Giorgio compila l’Early Memories Procedure (Bruhn, 1984), che mette in luce un’infanzia segnata dal rapporto con un padre che gli diceva “se sopravvivi a questo, nella vita nulla ti potrà toccare”. In questo modo, lo esponeva a situazioni rischiose e potenzialmente traumatiche, commisurando la sua approvazione alla capacità di Giorgio di partecipare con entusiasmo e senza paura o altre reazioni negative a queste situazioni. La madre di Giorgio, invece, veniva dipinta come una donna fredda e distante, capace di confronto intellettuale ma non di sostegno emotivo. Con Giorgio esploriamo come l’attaccamento, inteso come sistema primario di identificazione del pericolo, nel suo caso non si sia potuto sviluppare, lasciandolo senza strumenti per capire quando si mette in situazioni e relazioni potenzialmente pericolose per sé.
Nelle sedute successive, Giorgio comprende velocemente come la sua incapacità a proteggersi sia alla base delle risposte alle sue domande di assessment.
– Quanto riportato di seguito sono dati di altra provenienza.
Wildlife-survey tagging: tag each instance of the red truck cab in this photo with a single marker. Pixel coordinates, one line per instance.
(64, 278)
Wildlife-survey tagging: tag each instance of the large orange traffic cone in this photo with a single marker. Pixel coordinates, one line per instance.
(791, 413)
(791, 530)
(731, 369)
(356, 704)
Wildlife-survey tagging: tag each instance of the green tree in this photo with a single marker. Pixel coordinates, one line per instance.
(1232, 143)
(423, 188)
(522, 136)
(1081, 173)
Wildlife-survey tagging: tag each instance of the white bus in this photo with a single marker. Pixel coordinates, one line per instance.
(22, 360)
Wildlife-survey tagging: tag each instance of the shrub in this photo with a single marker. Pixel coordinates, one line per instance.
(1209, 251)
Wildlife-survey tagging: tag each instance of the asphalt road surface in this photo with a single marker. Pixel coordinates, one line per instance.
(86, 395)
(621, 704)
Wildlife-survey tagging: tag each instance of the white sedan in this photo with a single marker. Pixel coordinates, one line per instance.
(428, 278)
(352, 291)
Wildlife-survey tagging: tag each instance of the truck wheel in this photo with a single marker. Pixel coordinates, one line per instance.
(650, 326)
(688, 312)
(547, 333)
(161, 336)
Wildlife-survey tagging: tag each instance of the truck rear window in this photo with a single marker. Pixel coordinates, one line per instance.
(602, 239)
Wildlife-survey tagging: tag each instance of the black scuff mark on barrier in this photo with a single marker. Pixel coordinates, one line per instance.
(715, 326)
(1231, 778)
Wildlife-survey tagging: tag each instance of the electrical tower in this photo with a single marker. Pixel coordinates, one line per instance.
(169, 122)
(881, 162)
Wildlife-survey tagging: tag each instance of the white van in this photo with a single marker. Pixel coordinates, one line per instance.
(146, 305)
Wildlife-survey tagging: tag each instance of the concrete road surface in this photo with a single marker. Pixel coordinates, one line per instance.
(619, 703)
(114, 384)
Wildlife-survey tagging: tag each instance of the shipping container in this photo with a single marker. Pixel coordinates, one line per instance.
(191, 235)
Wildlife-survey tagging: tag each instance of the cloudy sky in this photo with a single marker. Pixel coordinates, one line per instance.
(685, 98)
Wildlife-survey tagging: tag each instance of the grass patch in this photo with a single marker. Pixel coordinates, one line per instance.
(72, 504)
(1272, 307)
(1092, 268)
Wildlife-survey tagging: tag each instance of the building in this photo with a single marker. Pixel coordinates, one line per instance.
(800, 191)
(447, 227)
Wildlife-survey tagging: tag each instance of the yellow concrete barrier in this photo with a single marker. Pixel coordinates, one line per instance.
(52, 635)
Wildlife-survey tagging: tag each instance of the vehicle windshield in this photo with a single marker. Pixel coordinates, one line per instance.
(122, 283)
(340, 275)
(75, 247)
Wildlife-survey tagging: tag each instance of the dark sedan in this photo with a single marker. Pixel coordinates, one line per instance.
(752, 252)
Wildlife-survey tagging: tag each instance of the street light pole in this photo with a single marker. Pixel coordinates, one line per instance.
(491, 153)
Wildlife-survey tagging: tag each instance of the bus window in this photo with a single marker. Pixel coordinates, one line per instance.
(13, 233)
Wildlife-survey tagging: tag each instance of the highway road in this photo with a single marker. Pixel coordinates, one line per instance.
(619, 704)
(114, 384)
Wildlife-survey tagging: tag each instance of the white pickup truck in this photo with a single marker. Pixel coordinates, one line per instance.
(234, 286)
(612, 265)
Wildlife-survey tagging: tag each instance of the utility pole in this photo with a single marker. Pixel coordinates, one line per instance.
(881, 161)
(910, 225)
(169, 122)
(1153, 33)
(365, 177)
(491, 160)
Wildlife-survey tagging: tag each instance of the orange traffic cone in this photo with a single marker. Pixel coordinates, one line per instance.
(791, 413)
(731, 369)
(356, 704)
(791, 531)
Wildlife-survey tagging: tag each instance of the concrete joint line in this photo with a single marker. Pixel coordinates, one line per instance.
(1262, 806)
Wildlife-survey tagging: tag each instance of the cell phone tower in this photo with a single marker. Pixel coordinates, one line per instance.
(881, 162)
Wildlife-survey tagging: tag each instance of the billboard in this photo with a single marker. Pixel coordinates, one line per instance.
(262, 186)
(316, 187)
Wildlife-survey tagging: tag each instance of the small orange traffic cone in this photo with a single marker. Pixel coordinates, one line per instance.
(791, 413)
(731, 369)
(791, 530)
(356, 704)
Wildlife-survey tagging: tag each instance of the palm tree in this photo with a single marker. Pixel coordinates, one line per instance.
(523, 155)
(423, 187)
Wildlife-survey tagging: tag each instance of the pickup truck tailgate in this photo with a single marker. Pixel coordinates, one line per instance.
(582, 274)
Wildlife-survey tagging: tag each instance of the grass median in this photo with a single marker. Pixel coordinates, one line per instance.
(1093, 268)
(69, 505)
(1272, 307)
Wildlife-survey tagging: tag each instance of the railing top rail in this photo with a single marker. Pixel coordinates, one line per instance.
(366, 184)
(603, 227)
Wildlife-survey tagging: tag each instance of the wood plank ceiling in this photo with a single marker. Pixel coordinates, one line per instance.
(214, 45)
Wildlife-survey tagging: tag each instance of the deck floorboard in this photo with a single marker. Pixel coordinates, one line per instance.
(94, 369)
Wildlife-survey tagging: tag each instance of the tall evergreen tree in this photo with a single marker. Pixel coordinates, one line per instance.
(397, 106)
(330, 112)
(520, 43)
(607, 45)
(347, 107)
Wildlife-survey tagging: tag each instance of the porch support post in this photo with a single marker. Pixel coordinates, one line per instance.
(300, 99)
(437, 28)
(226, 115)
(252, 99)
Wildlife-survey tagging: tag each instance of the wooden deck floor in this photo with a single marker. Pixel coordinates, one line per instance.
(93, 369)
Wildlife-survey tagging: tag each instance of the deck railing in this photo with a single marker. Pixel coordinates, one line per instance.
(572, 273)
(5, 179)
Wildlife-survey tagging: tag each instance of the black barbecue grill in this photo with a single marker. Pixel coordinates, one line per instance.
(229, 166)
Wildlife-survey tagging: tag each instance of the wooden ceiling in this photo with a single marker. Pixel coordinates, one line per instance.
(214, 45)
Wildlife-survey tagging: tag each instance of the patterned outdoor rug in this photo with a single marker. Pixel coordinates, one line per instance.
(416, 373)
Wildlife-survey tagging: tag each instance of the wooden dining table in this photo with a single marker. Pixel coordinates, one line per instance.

Al termine dell’AT decidiamo di iniziare una psicoterapia.

Intorno allo scorso Natale, in una seduta di terapia Giorgio racconta di aver ricevuto da suo padre, quasi novantenne, come regalo “speciale” un diario della propria vita, in cui una parte iniziale era dedicata alla sua infanzia. Giorgio legge così i dettagli di quello che sapeva essere successo, ma senza essere stato in grado di apprezzarne l’impatto su di lui e sulla propria storia. Suo padre, di origine ebrea polacca, al termine della Seconda Guerra Mondiale era stato deportato ‒ ancora bambino ‒ in un campo di prigionia nazista. Nel diario il padre le racconta gli spaventi e il terrore che lui aveva provato negli anni di prigionia. Giorgio nelle sedute successive elabora come il pericolo, e la sua esperienza senza protezioni, avesse profondamente colpito suo padre e comprende, e muove i primi passi verso il suo perdono, le ragioni che lo avevano mosso a esporlo a pericoli enormi “per il suo bene”, perché non si trovasse “indifeso” come si era trovato lui durante la prigionia e la separazione dalla famiglia.
Nell’anno che è seguito, Giorgio ha continuato a rileggere la propria vita e i problemi della quotidianità in termini di possibilità di proteggersi. Aspetta questo Natale per incontrare il cugino, ed affrontare in modo assertivo come e quando avrebbe avuto indietro il proprio prestito.

L’Assessment Terapeutico (AT) è un percorso clinico semi-strutturato di adulti (Finn, 1994, 1996), coppie (Finn, 2005) famiglie con bambini e/o adolescenti (Smith, Handler e Nash, 2010 Tharinger et al., 2009).
L’Assessment Terapeutico rappresenta una particolare modalità di valutazione psicologica collaborativa che, attraverso una ricostruzione della storia personale del cliente, ne prende in considerazione i punti di forza, le problematiche, le relazioni e le esperienze significative mettendo al centro sia ciò che emerge nella relazione con il clinico sia quanto emerso dai dati dei test. Questi ultimi possono essere utilizzati non solo per classificare o fare diagnosi in senso tradizionale, ma anche a scopo terapeutico con la convinzione che i test rappresentino strumenti adatti per sostenere gli "insight" dei clienti e che possano quindi favorire un cambiamento e una rielaborazione dei loro vissuti. Nel caso di clienti adulti, l’assessment assume una valenza terapeutica in quanto sostiene un diverso modo di vedere sé, gli altri e le proprie relazioni, mira all’integrazione di emozioni dissociate e quindi alla riscrittura della narrazione di sé in senso più armonico, coerente e compassionevole.